After graduating from UCLA in June, 1992, Romero took a job at the Philadelphia Inquirer as a features staff writer. In 1994, at the age of 24, Romero returned to the Times as a features and entertainment staff writer. A year later he become one of the first reporters at the paper to receive training in the use of then-revolutionary tools: the Internet and email. He wrote mainly about youth and pop culture, discovering the street racers who would inspire the Fast and the Furious franchise, penning early features about rave culture, and writing about "cyber-hippies," female computer hackers and some of surfing's iconic characters. In 1996 he was named as a finalist for the Lifestyle Journalism Awards for a piece he penned on surf-meets-the-streets fashion. In 1997 he was named to an elite committee of "senior journalists" at the Times. He worked at the paper until 1998, when he started freelancing for the New Times Los Angeles. At the weekly newspaper, owned by a company that evolved into Village Voice Media, he launched a dance music column called Groundswell.

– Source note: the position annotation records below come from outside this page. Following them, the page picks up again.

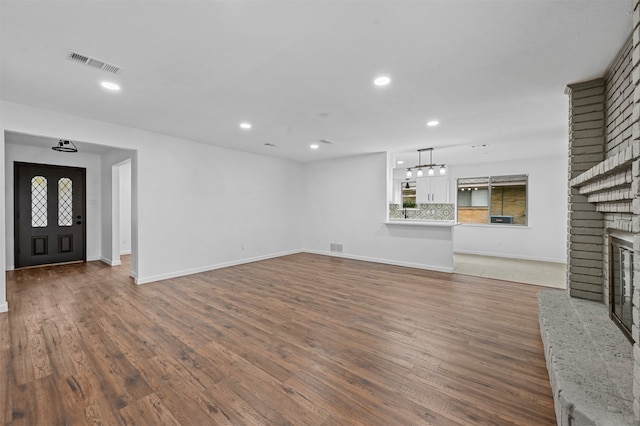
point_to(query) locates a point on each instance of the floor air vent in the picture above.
(93, 62)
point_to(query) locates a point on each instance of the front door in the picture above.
(49, 214)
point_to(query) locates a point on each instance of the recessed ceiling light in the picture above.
(383, 80)
(110, 86)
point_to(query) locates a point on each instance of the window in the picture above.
(39, 202)
(493, 199)
(408, 191)
(65, 202)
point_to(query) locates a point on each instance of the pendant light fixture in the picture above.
(430, 167)
(63, 146)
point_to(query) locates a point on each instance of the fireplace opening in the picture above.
(621, 288)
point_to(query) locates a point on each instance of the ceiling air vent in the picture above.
(93, 62)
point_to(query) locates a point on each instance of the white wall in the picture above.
(111, 206)
(32, 154)
(198, 207)
(125, 208)
(3, 266)
(346, 202)
(545, 236)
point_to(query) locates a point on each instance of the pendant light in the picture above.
(63, 146)
(430, 167)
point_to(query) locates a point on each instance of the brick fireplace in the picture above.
(604, 194)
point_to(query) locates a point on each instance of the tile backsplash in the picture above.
(424, 212)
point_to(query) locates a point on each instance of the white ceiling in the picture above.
(491, 71)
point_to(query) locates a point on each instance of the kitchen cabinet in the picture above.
(434, 189)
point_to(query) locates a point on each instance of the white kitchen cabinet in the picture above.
(433, 189)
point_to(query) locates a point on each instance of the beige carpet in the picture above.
(548, 274)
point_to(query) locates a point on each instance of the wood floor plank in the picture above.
(300, 339)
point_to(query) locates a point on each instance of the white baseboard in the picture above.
(110, 262)
(153, 278)
(511, 256)
(383, 261)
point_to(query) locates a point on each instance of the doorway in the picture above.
(49, 214)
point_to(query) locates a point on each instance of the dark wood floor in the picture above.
(301, 339)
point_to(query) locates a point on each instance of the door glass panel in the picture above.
(65, 202)
(39, 202)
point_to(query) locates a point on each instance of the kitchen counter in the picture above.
(411, 222)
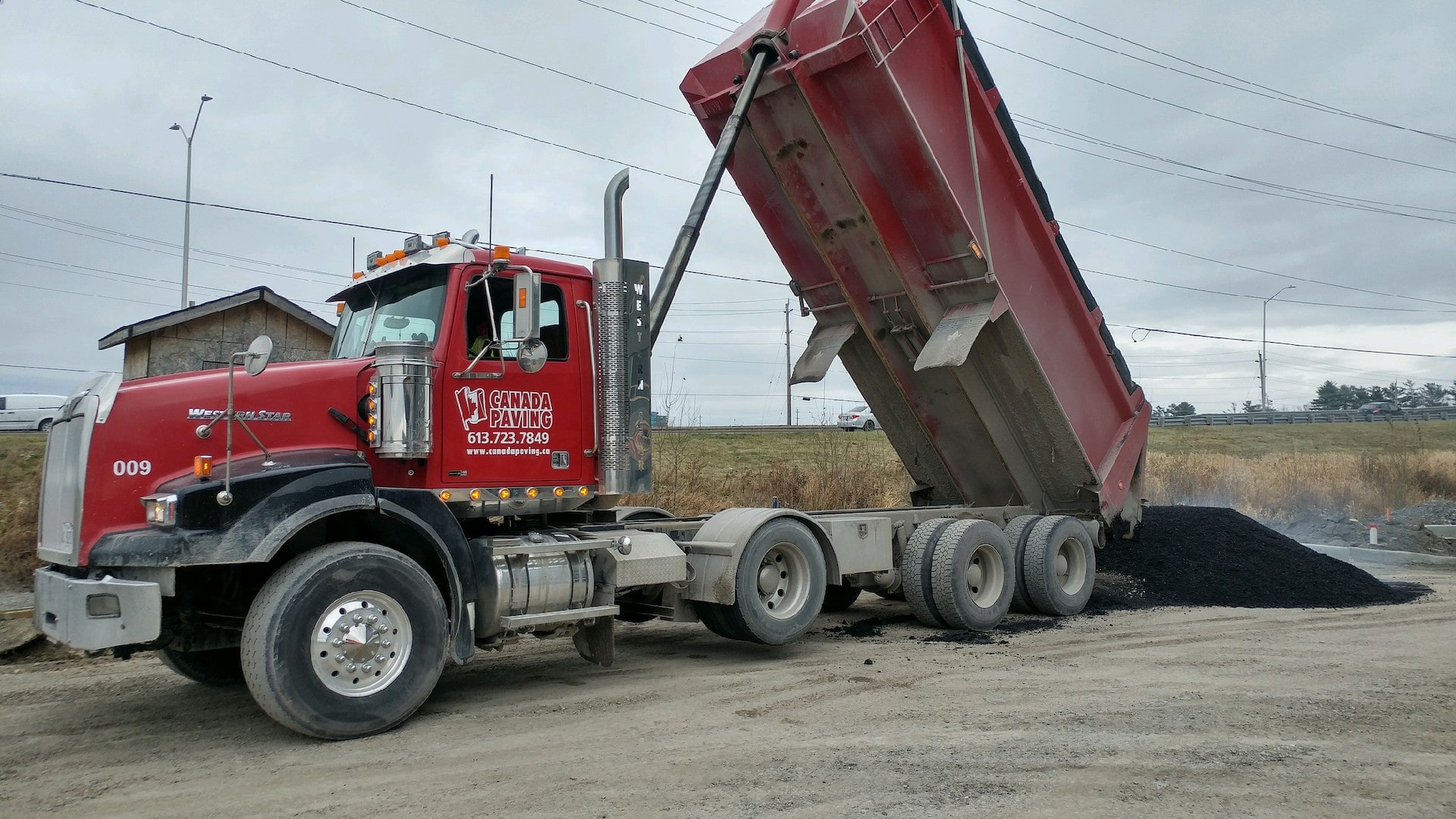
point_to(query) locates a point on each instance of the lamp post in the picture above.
(187, 207)
(1264, 352)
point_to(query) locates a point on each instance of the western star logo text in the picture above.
(243, 414)
(506, 409)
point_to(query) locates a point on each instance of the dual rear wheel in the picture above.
(970, 573)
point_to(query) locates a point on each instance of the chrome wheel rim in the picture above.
(984, 576)
(783, 580)
(360, 643)
(1071, 566)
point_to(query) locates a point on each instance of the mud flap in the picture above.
(951, 341)
(598, 643)
(819, 354)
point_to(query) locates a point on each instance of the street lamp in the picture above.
(1264, 352)
(187, 207)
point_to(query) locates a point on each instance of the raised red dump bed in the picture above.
(995, 390)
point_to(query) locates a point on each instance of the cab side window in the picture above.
(481, 324)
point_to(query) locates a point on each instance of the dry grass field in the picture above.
(1269, 472)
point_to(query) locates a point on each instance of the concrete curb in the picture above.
(1382, 557)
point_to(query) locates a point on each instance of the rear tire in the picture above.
(1059, 566)
(346, 640)
(973, 575)
(839, 598)
(213, 667)
(1017, 534)
(916, 566)
(778, 591)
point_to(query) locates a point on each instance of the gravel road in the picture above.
(1207, 711)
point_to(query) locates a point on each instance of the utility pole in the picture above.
(788, 371)
(187, 207)
(1264, 353)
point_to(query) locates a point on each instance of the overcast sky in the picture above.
(88, 96)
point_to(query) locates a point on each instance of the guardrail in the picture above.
(1304, 417)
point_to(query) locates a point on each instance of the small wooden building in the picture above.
(204, 337)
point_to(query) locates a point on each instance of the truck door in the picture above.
(500, 426)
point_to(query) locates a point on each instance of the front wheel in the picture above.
(346, 640)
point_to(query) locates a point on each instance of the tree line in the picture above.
(1407, 394)
(1331, 395)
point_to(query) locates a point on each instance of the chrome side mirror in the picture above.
(532, 354)
(258, 354)
(528, 305)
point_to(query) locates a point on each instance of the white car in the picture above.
(858, 419)
(30, 411)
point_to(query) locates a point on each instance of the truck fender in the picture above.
(289, 526)
(715, 550)
(427, 515)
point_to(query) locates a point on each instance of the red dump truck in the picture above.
(332, 532)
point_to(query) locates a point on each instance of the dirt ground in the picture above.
(1171, 711)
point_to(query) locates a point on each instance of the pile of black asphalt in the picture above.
(1190, 557)
(1200, 556)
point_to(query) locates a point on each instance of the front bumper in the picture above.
(96, 614)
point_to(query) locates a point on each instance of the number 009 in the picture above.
(131, 468)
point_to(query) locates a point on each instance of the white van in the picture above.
(30, 411)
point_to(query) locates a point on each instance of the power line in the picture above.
(159, 197)
(1291, 96)
(1353, 203)
(175, 254)
(685, 15)
(402, 101)
(1204, 112)
(99, 229)
(400, 231)
(522, 60)
(647, 22)
(112, 276)
(79, 293)
(710, 12)
(1260, 297)
(1256, 268)
(55, 369)
(1147, 330)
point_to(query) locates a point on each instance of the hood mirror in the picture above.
(258, 354)
(532, 354)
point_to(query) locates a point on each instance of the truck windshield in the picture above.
(405, 306)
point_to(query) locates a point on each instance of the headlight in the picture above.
(162, 510)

In 2000 Romero took a job as managing editor of webcaster and dance music news site grooveradio.com. When the dot-com money ran out nearly a year later, he turned to hard news - covering the Los Angeles Police Department for City News Service, a regional wire service specializing in broadcast clients. In the meantime he freelanced for the Los Angeles Times and LA Weekly. In 2003 he was asked to join the launch of LA CityBeat, a new alternative weekly newspaper. As "senior writer," he joined former Los Angeles Times entertainment editor Dean Kuipers, and Times contributors Steve Appleford and Natalie Nichols, on the CityBeat team. At the paper he wrote pioneering cover stories about L.A.'s intractable skid row, Westside gangs that were becoming extinct as a result of gentrification, and a mayoral candidate who was wrongly being discounted as a threat to take the job - L.A. Mayor Antonio Villaraigosa.

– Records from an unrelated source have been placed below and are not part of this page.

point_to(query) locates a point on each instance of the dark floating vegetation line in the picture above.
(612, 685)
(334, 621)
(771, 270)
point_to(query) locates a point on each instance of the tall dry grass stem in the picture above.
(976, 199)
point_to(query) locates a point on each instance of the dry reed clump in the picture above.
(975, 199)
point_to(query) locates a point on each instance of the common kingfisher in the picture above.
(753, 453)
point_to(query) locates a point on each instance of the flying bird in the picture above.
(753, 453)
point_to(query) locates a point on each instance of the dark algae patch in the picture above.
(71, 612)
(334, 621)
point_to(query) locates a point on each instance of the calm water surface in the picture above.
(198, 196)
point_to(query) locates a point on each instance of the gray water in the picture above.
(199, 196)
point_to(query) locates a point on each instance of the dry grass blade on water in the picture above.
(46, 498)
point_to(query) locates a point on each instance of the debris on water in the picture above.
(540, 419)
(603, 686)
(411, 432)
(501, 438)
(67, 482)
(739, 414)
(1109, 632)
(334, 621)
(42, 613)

In 2005, Emmis Publishing launched Ciudad magazine and asked Romero to be a staff writer. He joined a team that included editor-in-chief Oscar Garza, the former editor of the Los Angeles Times Magazine, and editorial director Angelo Figueroa, former editor of People en Espanol. In 2006 Romero received New America Media's highest honor, its Best In Depth award for a Ciudad feature about anti-immigrant Latinos. Romero stayed at Ciudad until the magazine folded in June, 2008.

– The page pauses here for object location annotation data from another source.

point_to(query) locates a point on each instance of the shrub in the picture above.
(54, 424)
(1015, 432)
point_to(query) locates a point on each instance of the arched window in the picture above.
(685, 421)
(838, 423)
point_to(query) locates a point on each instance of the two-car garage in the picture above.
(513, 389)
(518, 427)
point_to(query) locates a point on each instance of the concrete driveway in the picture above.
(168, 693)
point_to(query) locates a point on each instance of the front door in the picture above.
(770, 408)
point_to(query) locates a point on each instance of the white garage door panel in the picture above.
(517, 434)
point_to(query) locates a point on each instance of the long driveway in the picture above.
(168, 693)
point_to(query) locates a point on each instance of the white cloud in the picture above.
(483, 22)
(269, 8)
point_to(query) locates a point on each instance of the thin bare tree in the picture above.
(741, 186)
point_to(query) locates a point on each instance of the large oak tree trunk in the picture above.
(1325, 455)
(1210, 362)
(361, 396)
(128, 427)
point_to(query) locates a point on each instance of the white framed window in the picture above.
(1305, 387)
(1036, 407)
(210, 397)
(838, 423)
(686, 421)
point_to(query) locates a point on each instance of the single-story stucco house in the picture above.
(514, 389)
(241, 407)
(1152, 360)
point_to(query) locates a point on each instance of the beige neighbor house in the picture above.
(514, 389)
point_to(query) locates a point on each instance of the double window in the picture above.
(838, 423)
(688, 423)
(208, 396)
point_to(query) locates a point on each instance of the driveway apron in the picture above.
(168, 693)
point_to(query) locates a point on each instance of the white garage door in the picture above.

Throughout his career Romero has mastered a range of print journalism, from deadline-a-minute wire-service work to newspaper features to columns to long-form magazine writing. Any editor he's worked with will say he's a stickler for accuracy, and the record supports it. He's taped video reports; and he's blogged since 2003. In recent years Romero has given guest lectures in feature writing at UCLA and USC. A specialist in electronic dance music since 1991, he's become a nationally recognized expert in the genre. The New York Times, Spin magazine and Orlando Weekly have quoted him on the topic. In recent years Romero has served on the Grammy Awards dance music screening committee. More than anything, he has an instinctual nose for news in any arena, and he has the organizational skills, logical mind and gumshoe ethic to carry out unique features and profiles, beginning to end.